To do all of that, we need to split a String into graphemes, and to do that, we need the grapheme type. Such a splitter would fix characters with diacritics (Z22735).
Structure
Like the String, but the value is also a String that is the full sequence of characters for this single grapheme.
Example values
{
"type": "grapheme",
"value": "A̧"
}
|
{
"Z1K1": "Zxyz",
"ZxyzK1": "A̧"
}
|
Validator
The validator ensures that all characters under the "value" field combine to form exactly one grapheme.
Identity
Two graphemes are the same if their value Strings are the same.
Converting to code
Probably just return the String value, K1?
Display function
Display K1.
Read function
The input should be K1. Another function can split an arbitrary String into a typed array of graphemes; see Special:Permalink/32335, which can also be reengineered into a validator.
Alternatives
We can represent the grapheme as a String, but that makes things very weird, and could require bundling a validator and equality-finder with each function dealing with graphemes.
Comments
Support as proposer. I might be able to spin up a splitter function specified to output a String while the grapheme type isn't there yet soon. Aaron Liu (talk) 01:24, 3 May 2025 (UTC)
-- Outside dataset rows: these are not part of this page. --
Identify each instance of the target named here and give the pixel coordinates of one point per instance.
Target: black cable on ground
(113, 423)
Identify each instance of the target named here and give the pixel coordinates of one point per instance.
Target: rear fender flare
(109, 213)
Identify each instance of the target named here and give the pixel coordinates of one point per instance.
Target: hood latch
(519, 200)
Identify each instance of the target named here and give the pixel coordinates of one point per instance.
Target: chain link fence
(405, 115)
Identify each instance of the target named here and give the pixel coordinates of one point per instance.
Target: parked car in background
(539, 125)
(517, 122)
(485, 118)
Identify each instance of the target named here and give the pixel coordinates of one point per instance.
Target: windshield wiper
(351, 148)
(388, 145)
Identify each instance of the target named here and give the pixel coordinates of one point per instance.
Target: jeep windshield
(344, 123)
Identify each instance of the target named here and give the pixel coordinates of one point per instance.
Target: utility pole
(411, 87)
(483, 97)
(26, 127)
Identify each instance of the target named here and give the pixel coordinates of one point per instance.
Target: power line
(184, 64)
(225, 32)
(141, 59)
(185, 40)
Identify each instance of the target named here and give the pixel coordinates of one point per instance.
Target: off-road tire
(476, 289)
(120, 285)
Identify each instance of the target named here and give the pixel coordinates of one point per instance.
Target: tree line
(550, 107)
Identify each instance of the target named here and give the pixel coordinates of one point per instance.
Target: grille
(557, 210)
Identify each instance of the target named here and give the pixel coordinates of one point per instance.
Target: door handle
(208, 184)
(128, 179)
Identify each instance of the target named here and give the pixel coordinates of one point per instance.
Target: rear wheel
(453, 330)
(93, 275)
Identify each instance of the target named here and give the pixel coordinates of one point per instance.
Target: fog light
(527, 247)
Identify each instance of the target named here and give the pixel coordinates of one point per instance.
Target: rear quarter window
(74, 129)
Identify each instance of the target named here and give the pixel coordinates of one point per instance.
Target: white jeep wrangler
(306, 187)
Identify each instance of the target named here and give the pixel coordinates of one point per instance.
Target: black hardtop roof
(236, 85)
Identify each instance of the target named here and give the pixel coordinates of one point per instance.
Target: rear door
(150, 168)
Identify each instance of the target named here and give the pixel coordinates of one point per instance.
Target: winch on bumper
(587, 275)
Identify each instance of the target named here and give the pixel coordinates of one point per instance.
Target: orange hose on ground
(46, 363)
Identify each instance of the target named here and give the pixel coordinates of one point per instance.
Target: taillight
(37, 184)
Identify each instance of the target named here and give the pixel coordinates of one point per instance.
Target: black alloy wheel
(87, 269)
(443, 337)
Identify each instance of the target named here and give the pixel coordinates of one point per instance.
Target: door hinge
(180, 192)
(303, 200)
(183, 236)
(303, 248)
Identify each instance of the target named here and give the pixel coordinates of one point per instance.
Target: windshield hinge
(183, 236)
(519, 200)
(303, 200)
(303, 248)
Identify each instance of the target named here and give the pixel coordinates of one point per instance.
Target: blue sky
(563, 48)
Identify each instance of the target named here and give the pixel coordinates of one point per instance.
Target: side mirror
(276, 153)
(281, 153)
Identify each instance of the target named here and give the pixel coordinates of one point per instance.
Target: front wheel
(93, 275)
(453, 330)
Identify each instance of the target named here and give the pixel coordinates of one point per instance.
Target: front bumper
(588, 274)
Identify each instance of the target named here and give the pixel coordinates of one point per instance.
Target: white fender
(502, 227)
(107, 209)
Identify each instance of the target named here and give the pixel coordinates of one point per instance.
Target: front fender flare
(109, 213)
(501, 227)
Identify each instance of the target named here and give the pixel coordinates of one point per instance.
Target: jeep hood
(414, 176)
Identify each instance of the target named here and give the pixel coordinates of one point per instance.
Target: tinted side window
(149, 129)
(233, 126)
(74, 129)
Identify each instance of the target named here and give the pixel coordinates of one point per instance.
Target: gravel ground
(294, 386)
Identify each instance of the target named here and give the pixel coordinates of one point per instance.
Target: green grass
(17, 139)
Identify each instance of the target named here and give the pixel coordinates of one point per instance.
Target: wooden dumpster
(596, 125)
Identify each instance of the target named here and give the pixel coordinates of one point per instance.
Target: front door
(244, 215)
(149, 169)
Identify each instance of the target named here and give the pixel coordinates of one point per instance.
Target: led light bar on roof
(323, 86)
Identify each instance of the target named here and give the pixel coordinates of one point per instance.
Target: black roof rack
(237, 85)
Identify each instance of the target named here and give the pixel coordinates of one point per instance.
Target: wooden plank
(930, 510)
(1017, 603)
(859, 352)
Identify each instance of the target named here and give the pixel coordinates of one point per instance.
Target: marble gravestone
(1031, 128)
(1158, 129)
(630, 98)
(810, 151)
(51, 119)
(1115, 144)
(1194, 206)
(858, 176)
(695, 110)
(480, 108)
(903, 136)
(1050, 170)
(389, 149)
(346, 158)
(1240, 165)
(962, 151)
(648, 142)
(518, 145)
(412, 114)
- The function in question is Z24453, still just a skeleton.
- But already I've used it in my implementation of reverse string (grapheme level) (Z10548). That function serves as a good example of why this Type is necessary, take a look at the test Z30031 compared to Z30032. YoshiRulz (talk) 13:41, 4 December 2025 (UTC)
- I got it mostly working, sans some bug in Z31149 that means the emoji examples don't work :( YoshiRulz (talk) 19:23, 16 January 2026 (UTC)
Support YoshiRulz (talk) 13:41, 4 December 2025 (UTC)
Support--So9q (talk) 16:16, 4 December 2025 (UTC)
Support John Samuel 12:05, 17 April 2026 (UTC)
Support why not. Feeglgeef (talk) 22:51, 11 May 2026 (UTC)
Support --Ameisenigel (talk) 08:24, 12 May 2026 (UTC)